Brahms, with its rich, orchestral coloring reflecting his compositional maturity, was performed with understanding and superb musicianship by the duo. Against Neiman’s sustained chords Eldar spun out a melody in a mezza voce, initially in fragments that nicely developed into rising chromatic scales. Neiman’s chords moved through thick, colorful Brahmsian harmonies. While dotted rhythms persisted in the violin, the piano wound its way downward with descending arpeggios. The work ended with a well-deserved round of applause.
The “Kreutzer” Sonata was the most eagerly anticipated work of the afternoon and made sitting in the packed, crowded room well worth the effort.
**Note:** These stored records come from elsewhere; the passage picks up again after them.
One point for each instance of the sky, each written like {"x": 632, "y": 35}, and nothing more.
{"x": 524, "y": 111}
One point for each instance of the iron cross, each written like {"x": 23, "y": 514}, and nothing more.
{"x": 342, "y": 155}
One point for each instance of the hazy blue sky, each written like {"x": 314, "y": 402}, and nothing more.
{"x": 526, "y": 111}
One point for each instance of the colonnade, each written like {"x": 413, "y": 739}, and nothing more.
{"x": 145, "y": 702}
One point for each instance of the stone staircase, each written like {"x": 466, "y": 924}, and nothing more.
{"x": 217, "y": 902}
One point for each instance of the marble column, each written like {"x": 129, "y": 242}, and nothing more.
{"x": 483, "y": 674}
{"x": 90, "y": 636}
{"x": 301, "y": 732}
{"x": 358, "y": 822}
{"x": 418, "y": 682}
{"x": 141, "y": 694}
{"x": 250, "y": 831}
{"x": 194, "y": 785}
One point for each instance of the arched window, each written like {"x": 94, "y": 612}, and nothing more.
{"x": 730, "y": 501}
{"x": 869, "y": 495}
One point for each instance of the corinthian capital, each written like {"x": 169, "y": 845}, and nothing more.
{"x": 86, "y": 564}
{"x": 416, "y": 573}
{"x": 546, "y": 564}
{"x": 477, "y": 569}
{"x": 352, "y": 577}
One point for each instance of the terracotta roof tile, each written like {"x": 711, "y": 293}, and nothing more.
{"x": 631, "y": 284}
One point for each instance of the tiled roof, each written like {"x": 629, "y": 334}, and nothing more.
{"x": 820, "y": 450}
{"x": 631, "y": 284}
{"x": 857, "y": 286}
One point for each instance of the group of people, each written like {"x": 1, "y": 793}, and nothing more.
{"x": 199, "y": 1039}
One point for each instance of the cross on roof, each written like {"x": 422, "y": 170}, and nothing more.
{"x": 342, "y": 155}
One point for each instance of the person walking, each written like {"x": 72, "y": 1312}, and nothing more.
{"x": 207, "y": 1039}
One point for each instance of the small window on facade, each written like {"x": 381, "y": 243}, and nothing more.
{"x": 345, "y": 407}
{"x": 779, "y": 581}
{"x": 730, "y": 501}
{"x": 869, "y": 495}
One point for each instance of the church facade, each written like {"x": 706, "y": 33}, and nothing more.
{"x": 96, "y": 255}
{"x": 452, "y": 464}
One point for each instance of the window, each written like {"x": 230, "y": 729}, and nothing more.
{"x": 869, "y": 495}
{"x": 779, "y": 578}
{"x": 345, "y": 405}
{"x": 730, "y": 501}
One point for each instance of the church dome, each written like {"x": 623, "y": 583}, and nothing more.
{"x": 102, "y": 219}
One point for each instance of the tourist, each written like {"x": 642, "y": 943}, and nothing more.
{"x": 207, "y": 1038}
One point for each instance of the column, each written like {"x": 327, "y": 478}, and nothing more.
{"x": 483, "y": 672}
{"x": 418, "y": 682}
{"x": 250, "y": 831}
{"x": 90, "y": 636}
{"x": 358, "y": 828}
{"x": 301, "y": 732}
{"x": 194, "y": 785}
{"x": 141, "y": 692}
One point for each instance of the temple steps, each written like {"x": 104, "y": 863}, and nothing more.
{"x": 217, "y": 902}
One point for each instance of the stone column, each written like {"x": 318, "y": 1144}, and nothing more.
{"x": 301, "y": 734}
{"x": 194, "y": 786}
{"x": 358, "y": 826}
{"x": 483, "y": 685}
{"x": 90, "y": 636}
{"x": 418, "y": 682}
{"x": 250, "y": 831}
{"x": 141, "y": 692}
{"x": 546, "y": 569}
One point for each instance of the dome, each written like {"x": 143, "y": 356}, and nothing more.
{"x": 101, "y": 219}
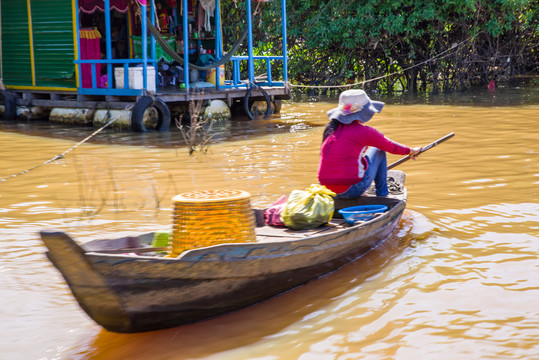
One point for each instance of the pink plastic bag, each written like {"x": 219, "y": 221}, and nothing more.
{"x": 272, "y": 215}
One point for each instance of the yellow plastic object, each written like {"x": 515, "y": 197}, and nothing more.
{"x": 308, "y": 209}
{"x": 211, "y": 217}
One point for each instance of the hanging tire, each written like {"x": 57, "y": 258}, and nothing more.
{"x": 10, "y": 105}
{"x": 246, "y": 102}
{"x": 145, "y": 103}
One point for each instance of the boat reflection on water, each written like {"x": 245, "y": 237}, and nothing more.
{"x": 272, "y": 318}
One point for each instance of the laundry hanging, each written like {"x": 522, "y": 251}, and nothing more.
{"x": 209, "y": 9}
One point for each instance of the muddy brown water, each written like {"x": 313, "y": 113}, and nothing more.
{"x": 459, "y": 278}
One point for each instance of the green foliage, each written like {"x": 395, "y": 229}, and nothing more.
{"x": 331, "y": 42}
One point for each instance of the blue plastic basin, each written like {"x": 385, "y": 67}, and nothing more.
{"x": 361, "y": 213}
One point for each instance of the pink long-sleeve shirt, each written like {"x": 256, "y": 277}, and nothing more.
{"x": 342, "y": 161}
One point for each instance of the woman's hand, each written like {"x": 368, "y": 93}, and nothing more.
{"x": 414, "y": 152}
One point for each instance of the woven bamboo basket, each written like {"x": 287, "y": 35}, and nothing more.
{"x": 211, "y": 217}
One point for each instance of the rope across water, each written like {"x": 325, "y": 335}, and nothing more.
{"x": 61, "y": 156}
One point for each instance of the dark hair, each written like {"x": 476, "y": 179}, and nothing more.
{"x": 330, "y": 128}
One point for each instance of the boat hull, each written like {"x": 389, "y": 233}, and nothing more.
{"x": 141, "y": 293}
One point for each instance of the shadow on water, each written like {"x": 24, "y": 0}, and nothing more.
{"x": 237, "y": 128}
{"x": 241, "y": 128}
{"x": 255, "y": 323}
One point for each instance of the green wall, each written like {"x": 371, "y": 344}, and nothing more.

Beethoven himself said the “Kreutzer” is composed in a virtuoso style, like a concerto, and indeed it sounded like one this afternoon. Regardless of the setting, Beethoven’s “Kreutzer” Sonata presents its amazing shifts of mood, from fury to intimacy, to mystical warmth and a recapitulation of the same. It has been written the work follows the contours of a tempestuous mind, or as many have recognized, perhaps a love affair. The clearness of Eldar’s attack in the opening phrase recalled the clarity of the Bach Sonata. The variations of the second movement designated Andante were performed with momentum and accuracy.
The last movement was pure joy. Both Eldar and Neiman were incredibly alert to what the other was doing and at times were able to sound as one combined instrument. They imparted a sense of spontaneity, as if to inspire the other to compete, especially as the movement progressed. This magic happens when musicians feel they have something to add to their performance to create an illuminating experience.
As an added treat for the enthusiastic audience, Meditation from Thais by Jules Massenet was performed as an encore. The delicate, beautiful textures were breath taking. The piano offered a subtle support as Eldar laid down elegant lines that were flawless. The standing ovation lasted three minutes!